Privatization is a technique used in shared-memory programming to enable parallelism, by removing dependencies that occur across different threads in a parallel program. Dependencies between threads arise from two or more threads reading or writing a variable at the same time. Privatization gives each thread a private copy, so it can read and write it independently and thus, simultaneously.[1]

Each parallel algorithm specifies whether a variable is shared or private. Many errors in implementation can arise if the variable is declared to be shared but the algorithm requires it to be private, or vice versa.[2]

Traditionally, parallellizing compilers could apply privatization to scalar elements only. To exploit parallelism that occurs across iterations within a parallel program (loop-level parallelism), the need grew for compilers that can also perform array variable privatization.[3] Most of today's compilers can performing array privatization with more features and functions to enhance the performance of the parallel program in general. An example is the Polaris parallelizing compiler.[4]

Description

A shared-memory multiprocessor is a "computer system composed of multiple independent processors that execute different instruction streams".[4] The shared memory programming model is the most widely used for parallel processor designs.[1] This programming model starts by identifying possibilities for parallelism within a piece of code and then mapping these parallel tasks into threads.

The next step is to determine the scope of variables used in a parallel program, which is one of the key steps and main concerns within this model.

Variable scope

The next step in the model groups tasks together into bigger tasks, as there are typically more tasks than available processors. Typically, the number of execution threads that the tasks are assigned to, is chosen to be less than or equal to the number of processors, with each thread assigned to a unique processor.[1]

Right after this step, the use of variables within tasks needs to be analyzed. This step determines whether each variable should be shared-by-all or private-to-each thread.[1] This step is unique to shared-memory programming. (An alternative is message passing, in which all variables are private.)[1]

According to their behavior, the variables are then categorized as:

  • Read-Only: when a variable is only read by all the parallel tasks.
  • Read/Write Non-conflicting: when a variable is read, written, or both by only one task. If the variable is not scalar, different elements may be read/written by different parallel tasks.
  • Read/Write Conflicting: when a variable is written by a task and may be read by another. If the variable is not scalar, different elements are read/written by different parallel tasks.

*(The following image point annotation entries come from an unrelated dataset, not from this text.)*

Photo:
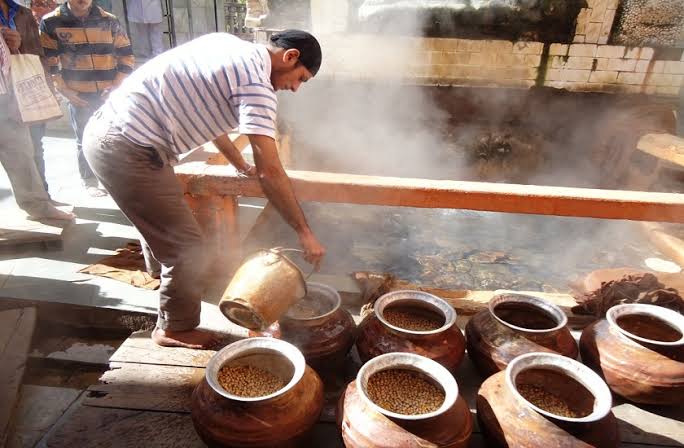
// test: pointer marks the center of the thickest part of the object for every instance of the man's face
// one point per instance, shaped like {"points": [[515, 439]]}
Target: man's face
{"points": [[80, 7], [290, 78]]}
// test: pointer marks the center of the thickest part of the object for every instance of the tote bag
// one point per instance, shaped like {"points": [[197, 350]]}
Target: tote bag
{"points": [[35, 101]]}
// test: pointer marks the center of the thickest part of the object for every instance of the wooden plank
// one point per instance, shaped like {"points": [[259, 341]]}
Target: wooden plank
{"points": [[139, 348], [202, 179], [664, 146], [89, 426], [39, 408], [16, 229], [16, 331], [652, 425], [145, 387]]}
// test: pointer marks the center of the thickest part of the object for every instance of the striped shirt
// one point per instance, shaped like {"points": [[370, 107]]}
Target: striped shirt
{"points": [[196, 92], [87, 55]]}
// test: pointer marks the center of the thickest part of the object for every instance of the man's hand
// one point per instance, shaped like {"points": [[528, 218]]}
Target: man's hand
{"points": [[12, 38], [73, 98], [247, 170], [313, 250]]}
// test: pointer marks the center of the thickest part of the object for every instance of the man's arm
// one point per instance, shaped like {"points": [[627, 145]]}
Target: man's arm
{"points": [[123, 52], [278, 189], [234, 156]]}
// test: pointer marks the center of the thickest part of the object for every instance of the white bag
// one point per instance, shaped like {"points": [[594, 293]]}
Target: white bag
{"points": [[35, 101]]}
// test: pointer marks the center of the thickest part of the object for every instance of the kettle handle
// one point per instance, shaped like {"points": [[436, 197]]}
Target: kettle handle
{"points": [[285, 249]]}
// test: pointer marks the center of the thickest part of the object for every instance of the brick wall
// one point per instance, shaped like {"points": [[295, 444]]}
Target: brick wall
{"points": [[581, 67]]}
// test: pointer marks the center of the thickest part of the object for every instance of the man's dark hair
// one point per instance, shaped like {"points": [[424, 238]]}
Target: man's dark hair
{"points": [[309, 48]]}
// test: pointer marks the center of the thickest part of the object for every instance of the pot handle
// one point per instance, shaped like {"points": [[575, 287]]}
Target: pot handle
{"points": [[284, 249]]}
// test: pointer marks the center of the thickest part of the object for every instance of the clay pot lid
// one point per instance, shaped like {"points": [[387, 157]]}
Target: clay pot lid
{"points": [[408, 297], [668, 316], [551, 309], [291, 362], [408, 361], [603, 400]]}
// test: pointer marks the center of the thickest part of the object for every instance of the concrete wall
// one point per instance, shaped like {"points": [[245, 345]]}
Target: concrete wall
{"points": [[589, 64]]}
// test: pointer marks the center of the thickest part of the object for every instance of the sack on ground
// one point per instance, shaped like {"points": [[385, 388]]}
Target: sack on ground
{"points": [[35, 101]]}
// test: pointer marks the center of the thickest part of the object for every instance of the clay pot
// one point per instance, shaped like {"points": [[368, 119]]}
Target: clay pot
{"points": [[639, 350], [367, 425], [281, 419], [265, 285], [508, 419], [513, 325], [324, 337], [377, 336]]}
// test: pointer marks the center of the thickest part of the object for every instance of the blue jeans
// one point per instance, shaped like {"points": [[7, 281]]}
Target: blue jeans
{"points": [[79, 118]]}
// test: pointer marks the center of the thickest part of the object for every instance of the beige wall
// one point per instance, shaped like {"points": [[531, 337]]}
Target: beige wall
{"points": [[588, 64]]}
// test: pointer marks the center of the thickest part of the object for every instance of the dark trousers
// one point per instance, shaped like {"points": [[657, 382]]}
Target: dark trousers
{"points": [[79, 118], [37, 134]]}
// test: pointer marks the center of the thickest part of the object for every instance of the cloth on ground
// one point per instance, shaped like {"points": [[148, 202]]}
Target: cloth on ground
{"points": [[127, 265]]}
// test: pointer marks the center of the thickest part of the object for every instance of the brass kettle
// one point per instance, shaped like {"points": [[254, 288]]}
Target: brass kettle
{"points": [[263, 288]]}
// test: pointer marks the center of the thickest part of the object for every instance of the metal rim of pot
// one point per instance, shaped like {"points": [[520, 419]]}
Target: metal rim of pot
{"points": [[408, 361], [552, 310], [603, 400], [255, 346], [669, 317], [421, 298], [325, 291]]}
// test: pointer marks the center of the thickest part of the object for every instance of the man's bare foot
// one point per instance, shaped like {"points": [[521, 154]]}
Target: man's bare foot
{"points": [[197, 339]]}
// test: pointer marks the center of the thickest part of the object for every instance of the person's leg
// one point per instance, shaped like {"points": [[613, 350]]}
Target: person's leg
{"points": [[155, 33], [79, 118], [147, 192], [37, 134], [152, 265], [16, 156]]}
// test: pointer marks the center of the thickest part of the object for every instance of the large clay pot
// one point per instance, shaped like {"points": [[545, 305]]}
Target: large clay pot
{"points": [[639, 350], [366, 425], [280, 420], [508, 419], [324, 337], [515, 324], [262, 289], [377, 336]]}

As it appears from their definition, Read/Write Conflicting variables introduce dependencies between different execution threads and hence prevent the automatic parallelization of the program. The two major techniques used to remove these dependencies are privatization and reduction. In reduction, each thread is provided with a copy of the R/W Conflicting variable to operate on it and produce a partial result, which is then combined with other threads' copies to produce a global result.[1] Another technique similar to privatization is called expansion, in which a scalar variable is expanded into an array, which makes each thread access a different array element.[5] If the variable to be expanded is an array, then expansion adds another dimension to the array.[6]

Privatization

Dependencies potential conflicts between different threads during execution prevent parallelization, and these conflicts appear when we have Read/Write Conflicting variables. One technique to remove these conflicts is privatization. The basic principle involves making a private copy of a variable for each thread, rather than share one instance. This changes the category of the variable from Read/Write Conflicting to Read/Write Non-conflicting.

The actual local (private) instances of the Read/Write Conflicting variables are created at compile time, by allocating several areas of memory for the variables stored at different memory locations. The architecture of shared-memory multiprocessors helps, as threads share an address space.

There are two situations in which a variable can be described as privatizable:

  1. When the variable is written before it is read by the same task during the original program's sequential order. In this case, if the task wrote to its private copy rather than the shared one, the conflict/dependency would be removed. The reason for this is that the program's sequential order will ensure that the value will be the one written by the same task, removing any conflicts that might occur by other threads accessing the same variable. See § Example 1.
  2. When the variable is read before it is written by the same task. The difference here is that the value the task is trying to read is one from a prior computing step in another task. But if each task wrote to its own private copy, any conflicts or dependencies would be solved during execution, as they would all read a value known ahead of time and then write their correct values on their own copies. See § Example 2.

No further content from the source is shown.